Autymn and her mother were airlifted to Nationwide Children’s, while Erick made the six-hour trip by car.  When they landed, Jennifer says she was in awe of the bustling energy of the BPD team as they went to work stabilizing Autymn and making subtle changes to her ventilator settings.
 
At one point, Jennifer was shocked to see that her little girl wasn’t breathing. The nurse quickly calmed her, saying it was because Autymn finally wasn’t working so hard to catch her breath. Stunned, Jennifer called her husband, who was still on his way to the BPD unit. 
 
“I told him that it was a miracle. She was a different baby.  She was already improving and we hadn’t even been there for two hours.”
 
And the improvements kept coming. Doctors discovered that Autymn’s pulmonary hypertension was from her strained efforts to breathe. With her breathing stabilized, Autymn no longer needed heart medication.  With the help of speech, occupational and physical therapists, Autymn has started to reach regular developmental milestones.
 
“Before, she was working so hard to breathe, she couldn’t just be a baby and do things that babies do. The help Autymn got here has let her become a normal baby,” says Erick. 
 
With so many early setbacks, the Tacketts will only talk about going home in code; they call it “going to the zoo.” But with Autymn thriving, they feel confident that their little miracle baby will soon be right back where they want her – and just in time for her first birthday.
 
I told him that it was a miracle. She was a different baby.
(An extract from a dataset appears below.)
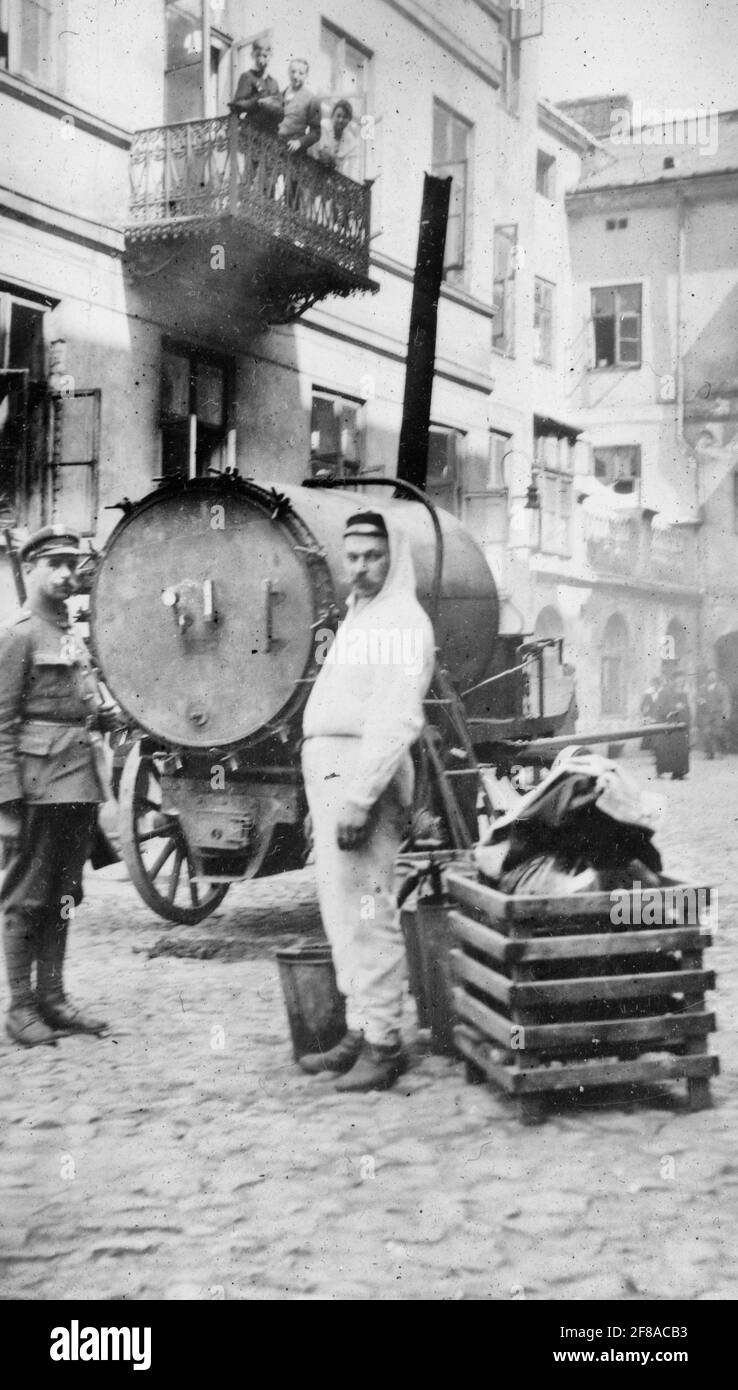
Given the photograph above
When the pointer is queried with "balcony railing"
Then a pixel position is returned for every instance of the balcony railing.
(189, 175)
She was already improving and we hadn’t even been there for two hours.
 
“Every day we tell her, ‘we’ll be going to the zoo for Christmas,’” says Erick. “We’ve come so far in just a few months, I would tell parents who have a premature child to not give up hope, and to find the resources that will help their baby the most, wherever they might be.  We did, and it’s made all the difference.”
 
Even after Autymn returns home, the experts at Nationwide Children’s will continue to evaluate her progress – and learn from her experiences so that other children with BPD can get the help they need.
 
As one of the few institutions in the country that conducts pediatric translational research – the kind of research that transforms discoveries from the lab into life-saving treatments – Nationwide Children’s is able to design and deliver innovative care that ultimately helps children everywhere.
 
Researchers at Nationwide Children’s are developing ways to predict which babies are more likely to get BPD with the goal of preventing the disease and improve outcomes of premature babies like Autymn. Their groundbreaking work is also helping standardize BPD treatment protocols across the nation to help ensure that babies with BPD – no matter where they are – can receive the kind of care they need to thrive.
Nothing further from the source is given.